Yes, the price of the commodity can certainly go lower and be sustained, but until trading below the 65.000 USD mark is demonstrated for a duration, looking for upside around 66.000 feels logical. However, as day traders also know finding solid lows or durable resistance above is not easy. Thus, wagering on a middle range perhaps between 67.750 to 66.500 may prove like a legitimate playing field in the near-term. It still appears that there is less likelihood of a strong surge higher in WTI Crude Oil compared to a stronger move lower.
- Pain thresholds for speculators are important when they are considering their trades.
- It is unlikely that a chosen direction in WTI Crude Oil will be accomplished right away for a trader.

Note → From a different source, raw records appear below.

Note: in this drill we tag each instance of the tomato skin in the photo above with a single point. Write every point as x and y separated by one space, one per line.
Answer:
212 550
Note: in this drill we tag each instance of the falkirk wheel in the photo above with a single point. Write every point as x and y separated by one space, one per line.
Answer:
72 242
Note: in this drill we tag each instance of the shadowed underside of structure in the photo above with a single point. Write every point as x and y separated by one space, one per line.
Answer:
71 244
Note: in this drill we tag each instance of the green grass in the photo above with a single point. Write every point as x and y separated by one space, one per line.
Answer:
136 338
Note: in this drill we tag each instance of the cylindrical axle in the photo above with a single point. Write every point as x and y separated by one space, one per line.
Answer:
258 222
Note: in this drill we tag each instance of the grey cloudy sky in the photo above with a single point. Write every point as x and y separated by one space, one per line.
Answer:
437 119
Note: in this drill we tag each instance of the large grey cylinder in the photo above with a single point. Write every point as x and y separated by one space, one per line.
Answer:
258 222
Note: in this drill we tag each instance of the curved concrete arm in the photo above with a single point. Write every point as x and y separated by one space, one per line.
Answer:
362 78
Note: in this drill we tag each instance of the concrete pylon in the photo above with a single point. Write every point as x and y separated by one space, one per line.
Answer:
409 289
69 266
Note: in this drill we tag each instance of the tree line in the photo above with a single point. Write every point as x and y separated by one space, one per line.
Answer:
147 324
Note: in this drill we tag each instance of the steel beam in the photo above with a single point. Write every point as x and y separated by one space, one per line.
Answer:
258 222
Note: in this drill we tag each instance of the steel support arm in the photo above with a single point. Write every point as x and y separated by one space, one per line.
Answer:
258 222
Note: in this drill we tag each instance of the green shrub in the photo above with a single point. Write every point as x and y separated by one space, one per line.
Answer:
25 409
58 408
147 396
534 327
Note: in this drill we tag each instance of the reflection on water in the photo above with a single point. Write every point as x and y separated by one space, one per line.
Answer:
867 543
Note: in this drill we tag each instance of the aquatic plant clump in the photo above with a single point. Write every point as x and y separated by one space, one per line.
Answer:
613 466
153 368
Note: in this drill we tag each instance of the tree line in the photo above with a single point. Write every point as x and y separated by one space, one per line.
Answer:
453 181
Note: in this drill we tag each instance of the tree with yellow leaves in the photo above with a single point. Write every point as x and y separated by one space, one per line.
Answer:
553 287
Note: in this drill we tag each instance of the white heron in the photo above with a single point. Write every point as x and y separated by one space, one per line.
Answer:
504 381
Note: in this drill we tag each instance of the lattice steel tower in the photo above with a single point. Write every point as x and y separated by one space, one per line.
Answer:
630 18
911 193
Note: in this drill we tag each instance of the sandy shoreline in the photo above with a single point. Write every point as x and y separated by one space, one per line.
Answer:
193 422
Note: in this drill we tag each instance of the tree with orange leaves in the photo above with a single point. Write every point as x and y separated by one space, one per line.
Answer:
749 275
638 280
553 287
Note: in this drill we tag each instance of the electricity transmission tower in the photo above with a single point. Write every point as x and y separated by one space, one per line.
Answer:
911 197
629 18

- Traders must be able to endure some momentum which initially goes against them when wagering on the commodity.
- Stop losses must be used, but also give you enough space to allow WTI Crude Oil to trade when it is battling a range.
The past two months of trading in WTI Crude Oil have been comfortable for traders who have had patience and sought lower values. However, now that the commodity has attained the lower price realms and is banging up against long-term support, trends in WTI Crude Oil will likely be more difficult to find, which means day traders will once again will have to consider active price ranges.
The lows seen last week were intriguing, while not shocking that the 65.200 vicinity was challenged, the 66.000 ratio would have to see sustained trading below to consider the 65.000 mark vulnerable. The Trump administration would certainly like to see prices lower in WTI Crude Oil and this goal will keep them proactive, but at some point business also becomes important and the knowledge that producers must make a profit is legitimate. Meaning that prices that are too low could become problematic too, the temptation to think WTI Crude Oil will remain trading within its current range is not farfetched.